Even though it’s just a gravitational field, a black hole—like the supermassive giant shown in this artist’s conception—has a measure of disorder known as entropy.Fifty years ago, famed physicist Stephen Hawking wrote down an equation that predicts that a black hole has entropy, an attribute typically associated with the disordered jumbling of atoms and molecules in material.
However, a black hole is not a material object—it’s the gravitational field left behind when a massive star collapses. Within a certain distance of the point, gravity grows so strong not even light can escape. That distance defines the black hole’s spherical event horizon. In the mid-1970s, Hawking and theorist Jacob Bekenstein independently argued that a black hole should possess an entropy proportional to the area of its event horizon.

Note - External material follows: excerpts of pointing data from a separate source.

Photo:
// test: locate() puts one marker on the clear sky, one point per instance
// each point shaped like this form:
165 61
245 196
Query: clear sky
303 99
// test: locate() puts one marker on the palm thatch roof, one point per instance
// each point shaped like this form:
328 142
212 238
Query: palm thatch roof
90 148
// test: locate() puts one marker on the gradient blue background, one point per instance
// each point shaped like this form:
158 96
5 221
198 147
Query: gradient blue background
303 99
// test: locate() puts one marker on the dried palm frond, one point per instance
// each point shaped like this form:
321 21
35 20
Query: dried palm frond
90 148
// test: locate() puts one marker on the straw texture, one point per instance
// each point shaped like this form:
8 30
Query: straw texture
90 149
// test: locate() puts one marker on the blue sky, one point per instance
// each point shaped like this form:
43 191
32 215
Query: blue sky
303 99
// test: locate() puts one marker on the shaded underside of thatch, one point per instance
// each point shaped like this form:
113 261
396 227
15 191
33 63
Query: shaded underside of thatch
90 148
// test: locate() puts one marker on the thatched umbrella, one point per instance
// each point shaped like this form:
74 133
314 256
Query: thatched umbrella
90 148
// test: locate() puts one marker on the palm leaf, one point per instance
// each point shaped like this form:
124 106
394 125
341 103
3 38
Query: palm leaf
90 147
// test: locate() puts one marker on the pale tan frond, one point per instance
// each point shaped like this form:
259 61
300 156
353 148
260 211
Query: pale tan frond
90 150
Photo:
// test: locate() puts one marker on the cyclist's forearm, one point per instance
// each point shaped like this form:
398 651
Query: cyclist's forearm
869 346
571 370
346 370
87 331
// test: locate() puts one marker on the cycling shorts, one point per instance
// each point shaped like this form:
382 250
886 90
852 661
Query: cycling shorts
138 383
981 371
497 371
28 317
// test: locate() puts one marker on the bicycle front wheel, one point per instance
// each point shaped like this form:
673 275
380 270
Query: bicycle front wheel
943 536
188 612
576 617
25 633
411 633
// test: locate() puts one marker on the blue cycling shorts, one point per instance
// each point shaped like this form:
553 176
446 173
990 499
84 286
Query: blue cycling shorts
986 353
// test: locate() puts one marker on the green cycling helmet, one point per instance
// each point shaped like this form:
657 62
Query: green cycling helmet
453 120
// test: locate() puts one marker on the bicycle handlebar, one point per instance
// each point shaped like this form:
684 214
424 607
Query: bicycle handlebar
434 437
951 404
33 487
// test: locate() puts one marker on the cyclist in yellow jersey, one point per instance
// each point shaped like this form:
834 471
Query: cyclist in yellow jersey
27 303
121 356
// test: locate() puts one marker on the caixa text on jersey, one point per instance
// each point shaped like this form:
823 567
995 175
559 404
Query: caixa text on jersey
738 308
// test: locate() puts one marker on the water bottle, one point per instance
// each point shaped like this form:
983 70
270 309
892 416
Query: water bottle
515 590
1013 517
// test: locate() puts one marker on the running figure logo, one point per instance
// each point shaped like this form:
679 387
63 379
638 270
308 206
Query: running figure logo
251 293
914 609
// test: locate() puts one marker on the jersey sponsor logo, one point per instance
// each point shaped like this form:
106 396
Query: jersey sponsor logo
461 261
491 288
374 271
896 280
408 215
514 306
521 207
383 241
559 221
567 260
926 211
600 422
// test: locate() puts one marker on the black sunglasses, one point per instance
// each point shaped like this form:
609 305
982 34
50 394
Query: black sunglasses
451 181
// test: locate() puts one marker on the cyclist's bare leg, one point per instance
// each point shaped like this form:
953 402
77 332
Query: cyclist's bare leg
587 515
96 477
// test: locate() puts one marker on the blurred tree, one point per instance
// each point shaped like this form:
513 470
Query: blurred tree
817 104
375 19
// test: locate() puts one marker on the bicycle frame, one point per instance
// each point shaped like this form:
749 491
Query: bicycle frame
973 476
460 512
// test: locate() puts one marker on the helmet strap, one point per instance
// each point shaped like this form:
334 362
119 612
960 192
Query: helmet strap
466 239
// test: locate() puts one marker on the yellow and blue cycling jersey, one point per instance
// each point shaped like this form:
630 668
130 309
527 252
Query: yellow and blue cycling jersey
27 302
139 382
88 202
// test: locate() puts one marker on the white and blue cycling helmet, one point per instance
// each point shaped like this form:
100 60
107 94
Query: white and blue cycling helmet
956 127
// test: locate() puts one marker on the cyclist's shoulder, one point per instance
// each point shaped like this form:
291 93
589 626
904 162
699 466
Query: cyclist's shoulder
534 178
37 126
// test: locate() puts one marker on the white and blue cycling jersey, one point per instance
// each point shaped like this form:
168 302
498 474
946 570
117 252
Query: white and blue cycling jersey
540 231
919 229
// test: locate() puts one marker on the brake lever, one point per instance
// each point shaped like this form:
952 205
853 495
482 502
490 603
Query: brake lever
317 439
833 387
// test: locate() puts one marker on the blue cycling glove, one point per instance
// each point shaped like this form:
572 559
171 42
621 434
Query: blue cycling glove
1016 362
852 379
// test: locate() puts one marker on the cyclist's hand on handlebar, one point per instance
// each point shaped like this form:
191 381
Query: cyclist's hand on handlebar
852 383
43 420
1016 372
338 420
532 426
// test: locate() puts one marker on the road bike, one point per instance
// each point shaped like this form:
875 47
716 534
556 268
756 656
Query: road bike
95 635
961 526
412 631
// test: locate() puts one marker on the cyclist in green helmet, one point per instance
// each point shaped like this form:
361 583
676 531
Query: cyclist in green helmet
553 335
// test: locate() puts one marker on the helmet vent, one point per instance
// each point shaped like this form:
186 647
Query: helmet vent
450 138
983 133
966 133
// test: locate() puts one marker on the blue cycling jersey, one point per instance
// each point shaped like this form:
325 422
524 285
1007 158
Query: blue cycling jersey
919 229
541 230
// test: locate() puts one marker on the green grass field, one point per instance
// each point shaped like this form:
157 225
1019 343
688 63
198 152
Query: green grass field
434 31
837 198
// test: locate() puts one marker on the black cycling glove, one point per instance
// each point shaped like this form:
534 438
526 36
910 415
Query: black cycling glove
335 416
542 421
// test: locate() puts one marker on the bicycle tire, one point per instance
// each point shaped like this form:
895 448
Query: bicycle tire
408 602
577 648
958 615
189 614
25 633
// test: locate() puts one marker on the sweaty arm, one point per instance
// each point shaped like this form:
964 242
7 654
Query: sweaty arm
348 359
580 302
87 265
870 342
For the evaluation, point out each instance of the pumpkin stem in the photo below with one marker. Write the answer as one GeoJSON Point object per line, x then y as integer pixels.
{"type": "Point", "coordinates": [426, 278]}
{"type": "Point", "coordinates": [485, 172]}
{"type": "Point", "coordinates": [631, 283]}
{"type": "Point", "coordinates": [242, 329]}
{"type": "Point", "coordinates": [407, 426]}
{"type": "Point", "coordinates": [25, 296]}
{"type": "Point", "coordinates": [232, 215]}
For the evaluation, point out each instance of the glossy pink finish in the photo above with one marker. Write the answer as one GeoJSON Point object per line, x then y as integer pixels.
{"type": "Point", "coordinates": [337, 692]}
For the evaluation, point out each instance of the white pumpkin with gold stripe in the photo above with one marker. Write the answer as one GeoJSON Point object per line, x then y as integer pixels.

In principle, physicists ought to be able to start with Boltzmann’s definition of entropy, count a black hole’s microstates, and arrive at the Bekenstein-Hawking formula. So far, they’ve been able to do that only for unrealistic black holes using speculative string theory—which assumes every fundamental particle is a tiny string or multidimensional “brane.”
Balasubramanian and colleagues say they have come up with a surprisingly simple way to count them. They imagine a spherical shell of dust of a given radius and mass lurking behind the event horizon and distorting spacetime there. Its gravity creates a microstate for the black hole. The scientists can then create infinitely many microstates by varying the shell’s mass and radius.